Cette loi de développement durable de la filière a permis à tous les réseaux de vente au détail de coexister, en premier lieu les 3500 libraires indépendantes, qui assument un rôle si essentiel de médiateur culturel, mais aussi les grandes surfaces et désormais le e-commerce, sans qu'aucun ne devienne dominant.

Le prix fixe du livre - je crois utile de le rappeler dans le contexte actuel - est favorable au consommateur, que je préfère pour ma part appeler lecteur.

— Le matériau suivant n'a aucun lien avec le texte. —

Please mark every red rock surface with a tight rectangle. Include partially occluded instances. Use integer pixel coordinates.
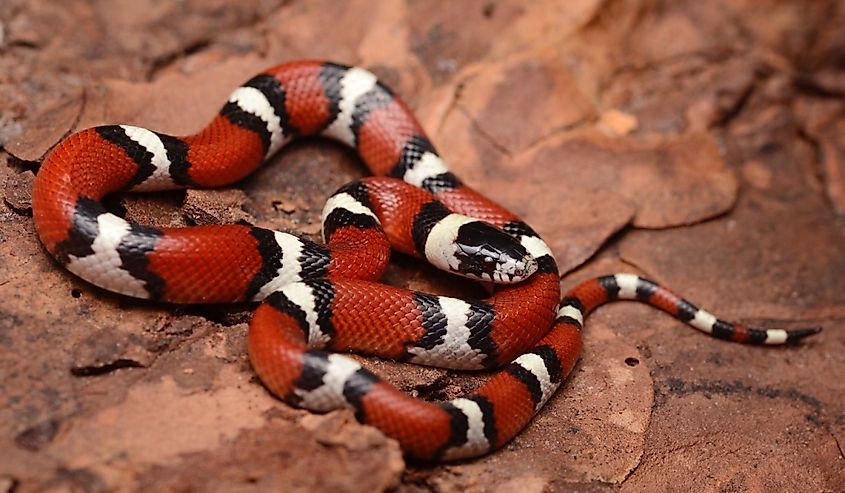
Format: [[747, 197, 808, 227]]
[[0, 0, 845, 492]]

Disposer d’une offre riche et variée, et non d’un choix standardisé, réduit à quelques best sellers, voilà l’intérêt du lecteur. D’autant que la loi n’a pas eu d’effets inflationnistes et s’est révélée compatible avec une large gamme de tarifs – le prix d’un livre de poche est en moyenne de 6 euros.

Par-delà son bilan très concret et très positif, la loi sur le prix unique du livre numérique, fondée sur le refus de considérer le livre comme un produit marchand banalisé, soumis aux seules exigences de la rentabilité immédiate, constitue une loi fondatrice pour la régulation des industries culturelles, qui a inspiré près de la moitié des pays de l’Union européenne. Une loi consacrant des pratiques commerciales anciennes, mais qui n’a pas toujours été consensuelle. Une loi qu’il a fallu défendre en son temps, notamment face aux doctrinaires de l’ultra-concurrence, mais une loi qui, depuis 1981, n’a cessé de recueillir l’adhésion des gouvernements successifs, bénéficiant d’un soutien politique unique en son genre, ainsi que l’ont encore récemment illustré les débats sur la loi de modernisation de l’économie.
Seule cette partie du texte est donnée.